Running a home server
Choosing to Run a Home Server
There are common reasons for running a home server, such as media streaming with Plex or Jellyfin, operating Network Attached Storage (NAS), hosting personal cloud storage with Nextcloud, managing IoT devices, or running a VPN through OpenVPN or WireGuard. However, the most compelling reason I run a home server is to move my personal projects away from large cloud service providers. This choice shields me from the hassles of navigating complex pricing structures, dealing with inflexible service tiers, and facing interruptions from arbitrary policy changes enforced by bots. Moreover, by working closer to the metal, I avoid knowledge being abstracted away from me via managed services.
Running a Hypervisor
I chose to run a hypervisor to easily manage multiple virtual machines (VMs). Hypervisors create isolation, ensuring disruptions or security issues in one VM do not affect others. They facilitate easy setup and teardown of VMs, making it trivial to experiment with new configurations and technologies. Finally, they provide control over the allocation of CPU and storage resources, allowing me to optimize performance based on the needs of each project, all from a single interface.
Choosing Proxmox
Proxmox supports both container and full virtualization, which gives me the flexibility of running lightweight containers or fully isolated VMs. Proxmox’s web-based management interface is practical, offering easy access to setup and maintenance of environments, and simplifies the monitoring and adjustment of resources. Proxmox is more than I need, but it is a reasonable choice and has a strong community and robust learning resources.
Hardware
I needed to strike a balance between cost and performance, particularly for the task of AI model training and refining. I chose the AMD Ryzen 7 7800X3D processor for its high core count and strong single-thread performance, making it a cost-effective choice for parallel processing. G.Skill Trident Z5 RGB 64 GB (2 x 32 GB) DDR5-6400 CL32 Memory sticks provide 64 GB of DDR5 RAM for handling large datasets efficiently. I selected the Samsung 980 Pro 2 TB NVMe SSD, which, although more expensive than traditional SSDs, justifies its cost with faster data access speeds that reduce model training times. Finally, the NVIDIA RTX 4070 GPU, one of the more substantial investments in my setup, was selected for its performance in AI workloads, leveraging its CUDA and Tensor cores optimized for deep learning algorithms. This GPU accelerates computational tasks, significantly shortening training and refining cycles.

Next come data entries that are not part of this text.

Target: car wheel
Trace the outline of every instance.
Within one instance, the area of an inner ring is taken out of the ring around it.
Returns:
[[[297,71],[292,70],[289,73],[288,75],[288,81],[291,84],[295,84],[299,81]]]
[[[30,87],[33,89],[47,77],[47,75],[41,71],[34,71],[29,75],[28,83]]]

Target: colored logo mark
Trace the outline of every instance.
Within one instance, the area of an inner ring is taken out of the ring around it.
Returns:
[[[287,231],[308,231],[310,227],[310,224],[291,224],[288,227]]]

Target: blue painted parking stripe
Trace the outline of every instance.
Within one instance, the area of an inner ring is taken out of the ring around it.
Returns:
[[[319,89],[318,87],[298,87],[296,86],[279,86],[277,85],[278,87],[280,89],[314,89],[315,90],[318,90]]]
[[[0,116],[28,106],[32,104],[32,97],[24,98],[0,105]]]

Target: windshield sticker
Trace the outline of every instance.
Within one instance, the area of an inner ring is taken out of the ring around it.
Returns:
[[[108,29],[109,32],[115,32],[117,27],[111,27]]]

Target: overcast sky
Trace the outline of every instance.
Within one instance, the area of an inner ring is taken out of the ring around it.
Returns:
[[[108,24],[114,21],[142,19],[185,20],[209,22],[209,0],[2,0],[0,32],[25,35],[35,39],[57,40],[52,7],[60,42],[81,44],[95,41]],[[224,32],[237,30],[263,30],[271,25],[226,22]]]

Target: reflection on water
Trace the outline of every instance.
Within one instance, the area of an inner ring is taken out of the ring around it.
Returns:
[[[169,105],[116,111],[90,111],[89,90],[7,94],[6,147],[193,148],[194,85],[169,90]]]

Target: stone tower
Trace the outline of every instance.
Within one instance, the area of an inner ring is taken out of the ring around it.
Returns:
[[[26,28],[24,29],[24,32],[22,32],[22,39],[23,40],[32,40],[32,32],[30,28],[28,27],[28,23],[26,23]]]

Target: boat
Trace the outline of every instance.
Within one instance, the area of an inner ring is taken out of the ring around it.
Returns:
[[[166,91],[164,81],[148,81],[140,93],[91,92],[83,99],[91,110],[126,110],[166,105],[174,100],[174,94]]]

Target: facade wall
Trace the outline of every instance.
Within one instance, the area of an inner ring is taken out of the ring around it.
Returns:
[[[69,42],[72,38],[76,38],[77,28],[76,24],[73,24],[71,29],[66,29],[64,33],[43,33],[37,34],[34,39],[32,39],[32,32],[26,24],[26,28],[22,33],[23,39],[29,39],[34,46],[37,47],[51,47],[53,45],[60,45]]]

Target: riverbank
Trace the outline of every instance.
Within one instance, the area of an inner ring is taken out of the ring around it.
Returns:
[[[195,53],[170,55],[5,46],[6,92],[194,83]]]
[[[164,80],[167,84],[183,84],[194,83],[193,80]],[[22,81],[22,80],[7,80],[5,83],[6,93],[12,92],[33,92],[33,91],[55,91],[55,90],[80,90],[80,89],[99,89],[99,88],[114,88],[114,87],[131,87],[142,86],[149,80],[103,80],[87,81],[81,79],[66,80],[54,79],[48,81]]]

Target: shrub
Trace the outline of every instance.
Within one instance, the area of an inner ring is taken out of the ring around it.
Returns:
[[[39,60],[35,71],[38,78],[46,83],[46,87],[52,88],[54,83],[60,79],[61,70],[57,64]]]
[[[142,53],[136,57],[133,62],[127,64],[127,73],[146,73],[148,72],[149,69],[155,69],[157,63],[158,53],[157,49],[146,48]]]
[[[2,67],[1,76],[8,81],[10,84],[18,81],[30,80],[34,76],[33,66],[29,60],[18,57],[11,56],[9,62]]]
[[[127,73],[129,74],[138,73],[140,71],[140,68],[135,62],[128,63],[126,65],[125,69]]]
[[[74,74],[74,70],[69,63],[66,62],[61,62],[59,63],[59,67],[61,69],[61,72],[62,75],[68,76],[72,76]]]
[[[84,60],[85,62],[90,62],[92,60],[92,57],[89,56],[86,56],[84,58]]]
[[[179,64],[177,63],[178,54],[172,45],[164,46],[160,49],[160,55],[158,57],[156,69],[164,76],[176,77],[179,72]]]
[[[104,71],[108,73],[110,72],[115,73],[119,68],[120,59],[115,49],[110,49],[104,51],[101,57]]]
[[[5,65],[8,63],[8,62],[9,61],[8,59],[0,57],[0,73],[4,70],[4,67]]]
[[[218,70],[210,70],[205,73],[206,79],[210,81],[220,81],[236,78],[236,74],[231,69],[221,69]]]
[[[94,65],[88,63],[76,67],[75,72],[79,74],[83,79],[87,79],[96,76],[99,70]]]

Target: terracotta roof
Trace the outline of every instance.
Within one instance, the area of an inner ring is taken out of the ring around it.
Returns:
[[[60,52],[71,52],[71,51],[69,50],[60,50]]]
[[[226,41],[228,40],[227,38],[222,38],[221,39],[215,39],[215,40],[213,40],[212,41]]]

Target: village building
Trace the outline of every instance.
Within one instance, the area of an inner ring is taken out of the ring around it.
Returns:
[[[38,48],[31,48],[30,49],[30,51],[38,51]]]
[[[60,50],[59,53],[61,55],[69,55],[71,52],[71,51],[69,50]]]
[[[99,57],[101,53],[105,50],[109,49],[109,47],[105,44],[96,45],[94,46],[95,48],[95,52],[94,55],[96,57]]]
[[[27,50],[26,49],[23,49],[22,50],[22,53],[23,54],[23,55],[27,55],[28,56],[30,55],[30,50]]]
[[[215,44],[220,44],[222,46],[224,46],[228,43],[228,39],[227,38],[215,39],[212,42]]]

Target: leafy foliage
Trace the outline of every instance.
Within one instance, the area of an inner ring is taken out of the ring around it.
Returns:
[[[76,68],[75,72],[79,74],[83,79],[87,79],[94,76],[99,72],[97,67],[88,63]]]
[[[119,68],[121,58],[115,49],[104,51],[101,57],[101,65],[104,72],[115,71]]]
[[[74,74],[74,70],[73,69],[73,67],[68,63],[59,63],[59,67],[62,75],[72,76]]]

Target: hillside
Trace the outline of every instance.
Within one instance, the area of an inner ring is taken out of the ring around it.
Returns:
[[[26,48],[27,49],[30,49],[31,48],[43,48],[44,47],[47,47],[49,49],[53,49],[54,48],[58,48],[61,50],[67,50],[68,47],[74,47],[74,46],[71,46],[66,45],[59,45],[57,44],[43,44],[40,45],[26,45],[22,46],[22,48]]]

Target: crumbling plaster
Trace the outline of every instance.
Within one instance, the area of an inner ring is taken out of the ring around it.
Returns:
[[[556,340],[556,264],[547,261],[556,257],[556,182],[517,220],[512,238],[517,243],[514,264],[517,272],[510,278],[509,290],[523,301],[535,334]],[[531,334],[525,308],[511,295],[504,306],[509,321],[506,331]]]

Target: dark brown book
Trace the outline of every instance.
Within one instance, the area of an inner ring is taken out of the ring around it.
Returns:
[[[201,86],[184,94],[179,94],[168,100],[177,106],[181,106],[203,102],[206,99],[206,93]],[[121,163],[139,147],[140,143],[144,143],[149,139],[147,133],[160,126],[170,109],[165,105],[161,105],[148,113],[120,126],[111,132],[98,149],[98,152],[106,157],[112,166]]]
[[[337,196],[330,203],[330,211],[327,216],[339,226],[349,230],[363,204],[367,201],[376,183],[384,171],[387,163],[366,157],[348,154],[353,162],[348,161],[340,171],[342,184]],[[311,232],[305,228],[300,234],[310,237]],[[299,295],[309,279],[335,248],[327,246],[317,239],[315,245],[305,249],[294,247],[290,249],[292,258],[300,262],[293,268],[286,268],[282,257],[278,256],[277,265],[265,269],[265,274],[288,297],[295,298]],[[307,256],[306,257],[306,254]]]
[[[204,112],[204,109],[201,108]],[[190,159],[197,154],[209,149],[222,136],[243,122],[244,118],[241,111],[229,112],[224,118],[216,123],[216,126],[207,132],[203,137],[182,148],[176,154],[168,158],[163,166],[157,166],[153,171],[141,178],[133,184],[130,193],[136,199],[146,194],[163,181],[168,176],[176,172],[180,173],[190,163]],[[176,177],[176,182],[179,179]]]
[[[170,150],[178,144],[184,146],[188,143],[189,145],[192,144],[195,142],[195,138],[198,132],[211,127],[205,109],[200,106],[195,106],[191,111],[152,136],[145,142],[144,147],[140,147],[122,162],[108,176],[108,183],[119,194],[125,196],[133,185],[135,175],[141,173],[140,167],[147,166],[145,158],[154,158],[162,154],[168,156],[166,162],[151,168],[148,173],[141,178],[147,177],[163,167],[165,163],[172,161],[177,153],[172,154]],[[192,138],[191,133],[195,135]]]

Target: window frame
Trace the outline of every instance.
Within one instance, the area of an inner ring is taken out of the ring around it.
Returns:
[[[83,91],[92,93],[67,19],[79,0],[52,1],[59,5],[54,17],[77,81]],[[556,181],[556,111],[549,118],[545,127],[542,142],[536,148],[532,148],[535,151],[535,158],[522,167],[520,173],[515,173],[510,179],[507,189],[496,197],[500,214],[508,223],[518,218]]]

Note that 64 GB of RAM is sufficient for large models such as Llama 3. However, if I want to run Llama 3:70b, it will require at least 128 GB of RAM. This means I need to either max out my 4 slots with 32 GB each or sell these and purchase 2 sticks of 64 GB RAM. Even then, 3:70b would be right at the limit for my GPU. I decided that if I wanted to run very large models, it would make sense to build a dedicated server just for that purpose.